A maioria absoluta dos profissionais que ingressam no magistério público federal opta por contrato de dedicação exclusiva. Tudo bem, desde que não se perca o contato com a realidade e com as necessidades da sociedade. A legislação até incentiva que o professor tenha experiência prática, principalmente na transferência de conhecimento para o desenvolvimento local e regional (vide exemplos de EUA, China e Europa). O que não se pode é “ensinar em uma caixa”, vivendo em um mundo globalizado. O professor tem de aproveitar e sair em busca de oportunidades para projetos de transferência de conhecimento. Até porque grande parte dos recursos virá da real contribuição da pesquisa para a sociedade que a financia. Felizmente conheço alguns mestres que fazem um trabalho maravilhoso nesse sentido.

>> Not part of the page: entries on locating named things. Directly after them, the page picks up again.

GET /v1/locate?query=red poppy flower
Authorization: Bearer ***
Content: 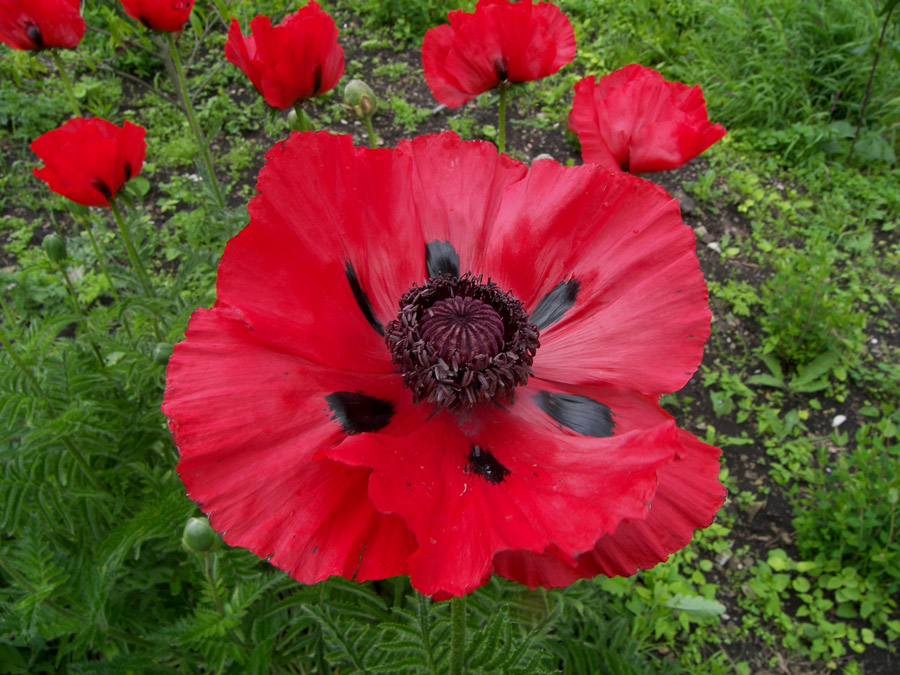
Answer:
[422,0,575,107]
[0,0,84,49]
[31,117,147,206]
[122,0,194,33]
[225,2,344,108]
[163,132,723,597]
[569,63,725,173]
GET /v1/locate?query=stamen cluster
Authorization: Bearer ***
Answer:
[385,273,540,410]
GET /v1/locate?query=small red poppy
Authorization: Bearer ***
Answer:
[569,63,725,173]
[31,117,147,206]
[0,0,84,49]
[422,0,575,107]
[163,132,724,597]
[225,2,344,108]
[122,0,194,33]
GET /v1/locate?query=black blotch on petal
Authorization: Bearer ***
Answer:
[344,261,384,335]
[425,240,459,278]
[534,391,616,438]
[325,391,394,434]
[466,445,509,483]
[531,279,581,330]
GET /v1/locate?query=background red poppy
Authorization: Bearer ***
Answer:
[0,0,85,49]
[569,63,725,173]
[122,0,194,33]
[422,0,575,107]
[225,2,344,108]
[31,117,147,206]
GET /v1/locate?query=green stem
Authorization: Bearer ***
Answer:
[50,49,81,117]
[109,199,156,298]
[166,33,225,208]
[0,328,100,490]
[450,596,466,675]
[294,103,316,131]
[497,82,507,152]
[363,115,378,148]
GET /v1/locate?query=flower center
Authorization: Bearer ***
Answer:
[385,273,540,410]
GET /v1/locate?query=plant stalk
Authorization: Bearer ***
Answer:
[50,49,82,117]
[450,596,466,675]
[166,33,225,208]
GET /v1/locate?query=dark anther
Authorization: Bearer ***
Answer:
[425,240,459,277]
[91,178,112,199]
[325,391,394,434]
[531,279,581,330]
[494,56,509,82]
[385,272,540,410]
[25,21,44,49]
[534,391,616,438]
[466,445,509,483]
[313,65,322,96]
[344,260,384,335]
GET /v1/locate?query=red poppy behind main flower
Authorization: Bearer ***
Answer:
[422,0,575,107]
[0,0,84,50]
[225,1,344,108]
[31,117,147,206]
[569,63,725,173]
[121,0,194,33]
[163,132,723,597]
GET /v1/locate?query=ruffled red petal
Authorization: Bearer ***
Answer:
[422,0,575,107]
[163,305,415,583]
[31,117,147,206]
[121,0,194,33]
[494,426,725,588]
[484,162,711,394]
[0,0,85,50]
[569,64,725,173]
[225,2,344,108]
[326,396,677,595]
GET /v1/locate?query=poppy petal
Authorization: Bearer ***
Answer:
[484,161,710,394]
[163,305,415,583]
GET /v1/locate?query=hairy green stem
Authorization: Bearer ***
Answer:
[50,49,81,117]
[450,596,466,675]
[363,115,378,148]
[166,33,225,208]
[497,82,507,152]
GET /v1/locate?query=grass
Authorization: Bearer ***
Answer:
[0,0,900,673]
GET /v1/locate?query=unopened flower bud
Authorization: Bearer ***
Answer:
[344,80,378,117]
[181,518,219,553]
[41,234,69,264]
[150,342,172,366]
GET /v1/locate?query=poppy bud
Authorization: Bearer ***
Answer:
[150,342,172,366]
[344,80,378,118]
[181,518,219,553]
[41,234,69,264]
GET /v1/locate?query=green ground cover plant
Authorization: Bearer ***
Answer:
[0,0,900,675]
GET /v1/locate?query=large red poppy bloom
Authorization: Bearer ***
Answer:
[225,2,344,108]
[569,63,725,173]
[422,0,575,107]
[122,0,194,33]
[163,132,723,597]
[0,0,84,49]
[31,117,147,206]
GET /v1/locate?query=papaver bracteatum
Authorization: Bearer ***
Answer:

Ganham os estudantes, ganha a instituição de ensino e ganha o Brasil. Mas atenção: não esperem pelas empresas, pois são, em regra, acomodadas. Estou convencido que o professor deve ser um “professor empreendedor”. É isso que pedem a sociedade e os estudantes. Repito: precisamos subir a régua do ensino, pois as parcerias são a realidade mundial.